Insights from this study greatly inform our understanding of the role of Trf in the pathology of iron overload-evoked hepatic injury, and other iron-related organ disorders. The liver, as the primary Trf-producing organ, is crucial to iron metabolism and homeostasis. However, whether hepatic Trf has a relationship with liver fibrosis was formerly unknown. Using multiple linear regression analysis, Yu et al found that patients with liver fibrosis had significantly reduced serum Trf, which was inversely correlated with the level of hepatic fibrosis markers. These findings were reproduced in animal model studies. Mice with hepatic Trf deletion, when fed with a high iron diet or subjected to CCl4-induced liver injury had elevated NTBI accumulation, enhanced liver ferroptosis, and subsequent fibrosis.

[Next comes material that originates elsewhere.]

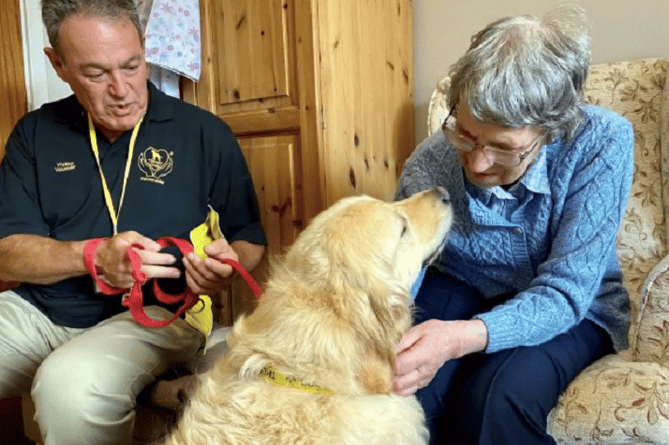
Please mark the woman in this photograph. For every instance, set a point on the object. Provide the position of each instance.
(528, 291)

These findings are consistent with and complementary to the work published previously by this team and others, demonstrating that ferroptosis contributes to a spectrum of disorders, including neurodegeneration6 , cardiomyopathy,7  and hemochromatosis.8  These exciting and important findings collectively provide the rationale for attributing iron metabolic deregulation and ferroptosis in the etiology of certain human diseases and in developing novel therapeutics that correct iron metabolic disorders.

After demonstrating the toxicity of excessive NTBI in the liver, Yu et al explored how NTBI enters various types of cells, particularly hepatocytes. Slc39a14 is a transmembrane-bound metal transporter primarily responsible for the cellular uptake of manganese and zinc under physiological conditions. In their study, the authors uncovered an important role of Slc39a14 in transferring NTBI into hepatocytes when hepatic Trf levels were reduced, which resolved a long-standing myth about Hpx mice.3  Notably, the liver-specific deletion of Slc39a14 was found to partially inhibit cell ferroptosis and to protect the liver from fibrosis in the animal models (see figure). This finding was consistent with data from the article’s clinical studies, which found that patients with liver cirrhosis have reduced hepatic Trf, elevated Slc39a14 expression, and increased iron deposition. Taken together, these data provide strong evidence that Slc39a14 participates in the active transportation of NTBI into cells—especially hepatocytes—and that hepatic Slc39a14 could be a potential therapeutic target for preventing and treating ferroptosis-evoked liver damage.

The novel findings of this study are important and of great translational potential. Liver fibrosis is one of the most common non-cancer causes of death worldwide, and the search for novel therapeutics is ongoing. In their study, Yu et al convincingly demonstrate that iron overload–evoked ferroptosis participates in liver fibrosis and cirrhosis in both the animal models and in human clinical disease. Moreover, inhibition of ferroptosis by ferrostatin-1, the attenuation of iron overload by the dietary supplementation of apo-Trf, or the deletion of Slc39a14 in mice can significantly alleviate excessive serum NTBI, liver iron deposition, and liver fibrosis. The work described by Yu et al builds a strong foundation on which novel therapeutics for liver fibrosis could be developed by inhibiting iron-evoked ferroptosis and by preventing hepatic iron overload. Moreover, a thorough understanding of the modulation of iron metabolism and homeostasis is instrumental to the establishment of dietary guidelines and to the mitigation of other iron overload (eg, hereditary hemochromatosis) and deficient (eg, as iron deficiency anemia) diseases.

Conflict-of-interest disclosure: The author declares no competing financial interests.